On a simmering July evening, the incandescence of Bangalore’s commercial heart takes glow on MG Road; where Eastern charms recede, and the night is swept over by Western influence. Yet the charisma of its people never fades.

The perpetual horn sirens and a street vendor yells, ‘pani puri, 50 rupees’ in tandem. Through the frenzy, the voice of Pramod, a ‘rickshawala’ can be heard. ‘Please sir,’ ushering us into a rickshaw, as he steps precariously with one foot on the brake and the other on the pavement, acting like an anchor to the vehicle.
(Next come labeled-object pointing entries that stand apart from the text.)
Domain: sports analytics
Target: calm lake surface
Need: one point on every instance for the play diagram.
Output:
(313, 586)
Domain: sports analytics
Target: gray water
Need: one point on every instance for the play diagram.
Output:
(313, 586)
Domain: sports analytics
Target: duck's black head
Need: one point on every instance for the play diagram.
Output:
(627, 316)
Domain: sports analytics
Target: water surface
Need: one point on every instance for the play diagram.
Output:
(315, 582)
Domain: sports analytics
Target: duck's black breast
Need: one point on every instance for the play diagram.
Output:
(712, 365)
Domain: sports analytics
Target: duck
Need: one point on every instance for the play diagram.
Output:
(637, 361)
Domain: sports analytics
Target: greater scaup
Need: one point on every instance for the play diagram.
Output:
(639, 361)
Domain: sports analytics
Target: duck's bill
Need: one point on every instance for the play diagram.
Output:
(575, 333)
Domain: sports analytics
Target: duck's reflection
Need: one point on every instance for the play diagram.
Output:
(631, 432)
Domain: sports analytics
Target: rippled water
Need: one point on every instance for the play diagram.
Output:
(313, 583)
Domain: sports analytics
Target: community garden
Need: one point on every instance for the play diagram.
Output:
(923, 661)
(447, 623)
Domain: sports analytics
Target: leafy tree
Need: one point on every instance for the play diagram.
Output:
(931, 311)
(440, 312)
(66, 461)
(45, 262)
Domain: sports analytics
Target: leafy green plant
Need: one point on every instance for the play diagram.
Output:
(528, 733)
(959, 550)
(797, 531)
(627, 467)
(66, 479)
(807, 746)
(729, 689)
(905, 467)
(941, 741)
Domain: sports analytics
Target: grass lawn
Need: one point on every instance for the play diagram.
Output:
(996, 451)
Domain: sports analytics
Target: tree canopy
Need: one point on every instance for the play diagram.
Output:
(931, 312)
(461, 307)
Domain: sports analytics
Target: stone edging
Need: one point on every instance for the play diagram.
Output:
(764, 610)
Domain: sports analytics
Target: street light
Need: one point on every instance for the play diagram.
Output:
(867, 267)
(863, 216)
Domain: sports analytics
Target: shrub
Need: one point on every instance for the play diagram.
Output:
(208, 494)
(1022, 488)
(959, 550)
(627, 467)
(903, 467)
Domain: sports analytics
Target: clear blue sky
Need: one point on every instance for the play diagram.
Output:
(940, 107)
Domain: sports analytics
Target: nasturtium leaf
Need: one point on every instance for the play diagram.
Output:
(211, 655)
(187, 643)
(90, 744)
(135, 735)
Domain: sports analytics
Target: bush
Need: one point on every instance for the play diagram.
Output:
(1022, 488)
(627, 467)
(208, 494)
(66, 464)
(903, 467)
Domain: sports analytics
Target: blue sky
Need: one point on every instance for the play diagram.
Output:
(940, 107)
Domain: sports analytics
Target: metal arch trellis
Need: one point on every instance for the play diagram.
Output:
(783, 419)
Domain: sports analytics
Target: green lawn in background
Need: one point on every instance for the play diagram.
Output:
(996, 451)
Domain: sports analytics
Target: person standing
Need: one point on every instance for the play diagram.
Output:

The license displayed on the back of his seat offered the only semblance of trust, despite not looking anything like him. Noting our concern he jests, ‘good horn, good brakes and good luck, are my three golden rules.’

Pramod powerfully presses his foot against the accelerator, and the rickshaw jerks forward, causing a cool waft of incense and chai from the Bangalore night to enter the vehicle. Skilfully weaving between the traffic and into a clearing, Pramod turns to us and smiles, revealing his gold-plated teeth. ‘We Indians can have fun too,’ he exclaims. Suddenly Pramod turns the rickshaw into the oncoming traffic and back, as if playing a game of chicken. ‘Adhika’ translating to ‘more’, he questions.

As he slams on the brake at a red traffic light, the humid South Indian heat can be felt again, providing contrast to the adrenaline rush. Cars collect around our petite rickshaw, over-spilling to where the oncoming traffic is due. Across the junction; a mirror image. Pramod’s impatience is evident, he starts tapping a Bhangra beat on the metal bar separating us from him, ‘ek minute’ he says disembarking, to our awe. Leaving us encompassed by revving engines and drivers erring to move, like tigers on short tethers.

Pramod can be seen, unstirred, by a barbers shack, smoking a ‘bidi’ and bantering with a friend. The lights turn amber-engines begin to roar. He spits out some Betel leaf, known locally as ‘Paan’, and urges himself, ‘Jaldi, jaldi’ as he darts back toward us.  He then pauses to smile, before expertly jacking up the engine.

What may appear chaotic and erratic to the outsider in India, is actually uniquely organised. Pramod embodies this. Placing each hand against the outer shell of the rickshaw, leaving the steering wheel to its own devices, he says ‘this is my life, I have it under control.’